Attorney JoNell Thomas, who works in the public defender’s office and is the new union’s president, said 127 of 128 defense attorneys, well beyond the required 50 percent, voted to unionize last fall. The county responded, she said, by sending them a letter saying they needed to join the prosecutors’ union.

Thomas said prosecutors and defense attorneys believe that would be tantamount to breaking state law. “We are not allowed to be in the same union under state statute, and it would violate rules of professional conduct,” she said.

She added that pay inequity is the main reason defense attorneys decided to form a union.

“If the county would have treated us the same as they treated the DAs the last seven years, we very well may have not started a union,” Thomas said.

Adam Levine, the attorney representing the public defenders union, said the new union is simply following a path carved by prosecutors who unionized in 2005. Clark County administrators fought that move but lost in 2006.

Clark County’s legal attempt to quash the public defenders union "is squandering taxpayer funds … refighting a battle it lost in 2006," Levine said.

Pay differences among attorneys took hold during the recession, when the prosecutors union got contractual increases in compensation, and wages and benefits fell for defense attorneys.

The issue came to a head in 2011 during a contentious meeting between then-District Attorney David Roger and county commissioners. Facing depleted coffers during the recession, the county wanted to cut Roger’s budget by 9 percent.

County staffers used the difference in salaries and benefits to make the case for cuts. They said if prosecutor compensation packages had been the same as public defenders during the previous three years, Roger would have saved $5.5 million. Compensation packages include salaries and benefits such as insurance, pension contributions and longevity pay.

The county said that between 2009 and 2011, prosecutors enjoyed 15 percent increases while public defenders saw compensation fall by 1.6 percent. In 2010, total compensation for prosecutors averaged $165,529 versus $153,983 for public defenders.

Salary ranges for the two groups, however, are a little closer.
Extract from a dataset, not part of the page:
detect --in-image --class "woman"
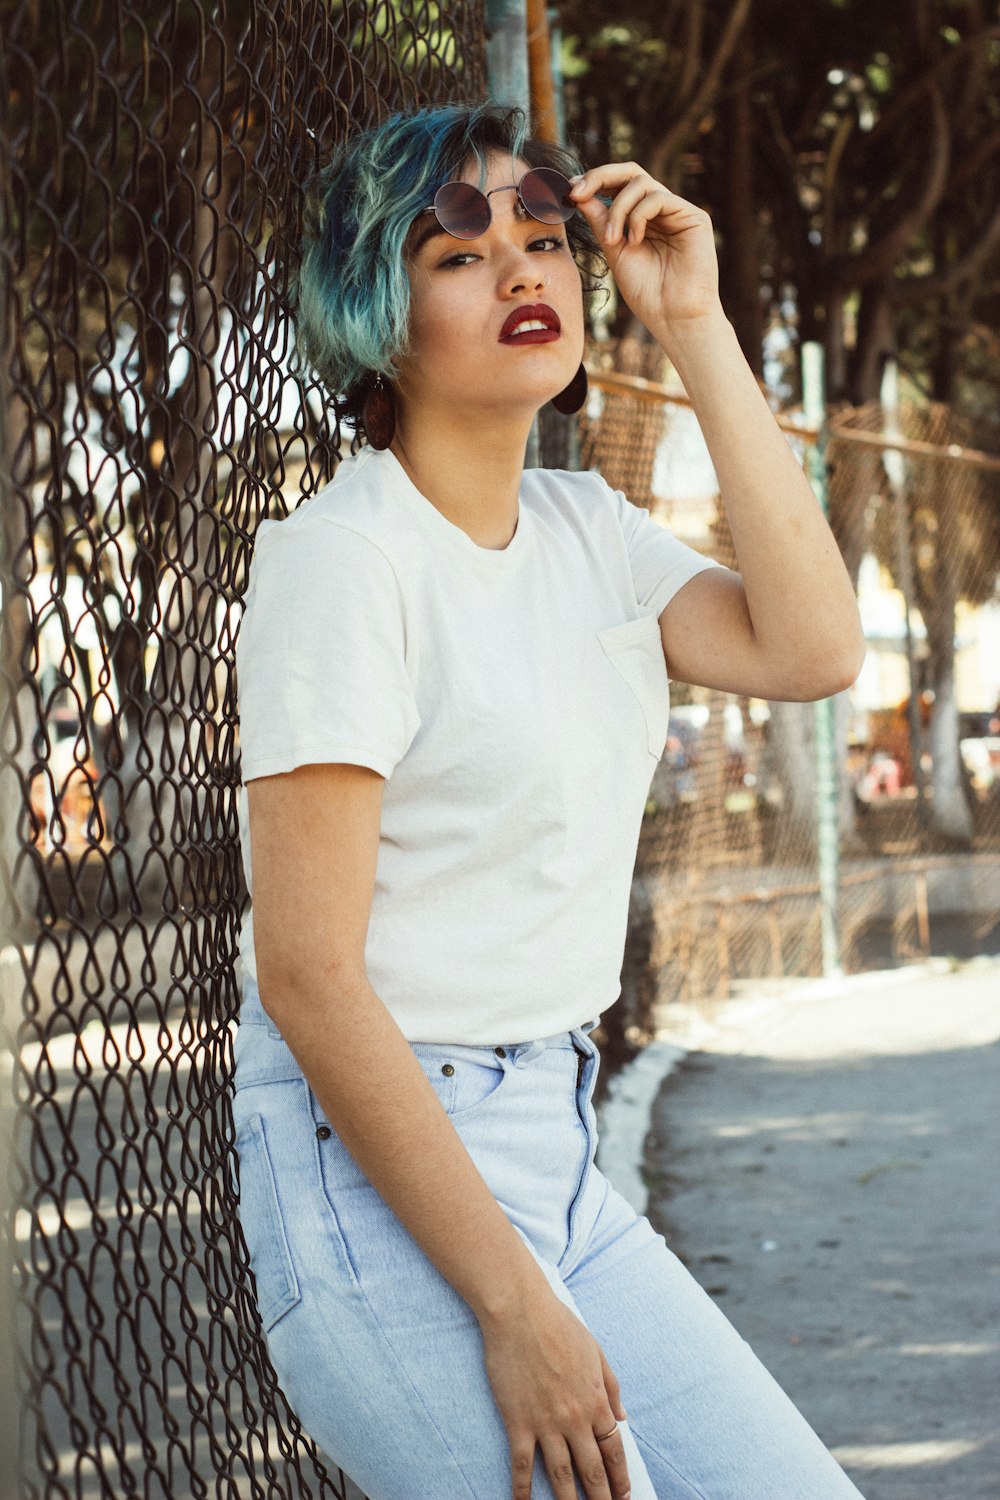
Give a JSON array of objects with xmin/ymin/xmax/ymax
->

Salaries for an associate attorney in the public defender’s office range from $65,020 to $100,755. A deputy district attorney’s pay range is $66,622 to $129,043.

The range for a senior attorney in the public defender’s office is $95,555 to $148,096. A chief deputy district attorney makes $94,307 to $151,715.

In January, the county filed a district court motion against the union effort, listing Clark County Defenders Union and the Local Government Employee-Management Relations Board as co-defendants. The next hearing is May 28.

The union's defense is simple: Prosecutors won the right to unionize; why can't defenders do the same?

Attorney Phil Kohn, the public defenders' chief, said he believes in pay equity.

"(Inequity) says to me that one side of the equation, prosecution, is more important than the other side, which is defense," he added. "I have done both prosecution and defense work and have great respect for what the district attorneys do, but the system should respond to both sides equally."

If public defenders win their fight, would the county entertain immediately increasing their pay and benefits?

County Commission Chairman Steve Sisolak wouldn't offer a guess as to how the case would be decided. But having seen how much time the county staff puts into negotiating contracts — it deals with 11 bargaining units — he would prefer that prosecutors and public defenders belong to the same union.

During the recession, shorter union contracts became popular because they allowed the county to adapt contracts to its depleted revenues more quickly than with multiyear contracts.

As a result, however, contract negotiations these days are practically nonstop.

"It's getting to be too many bargaining units taking up so much staff time," Sisolak said.

Joe Schoenmann doesn’t just cover downtown; he lives and works there. Schoenmann is Greenspun Media Group’s embedded downtown journalist, working from an office in the Emergency Arts building.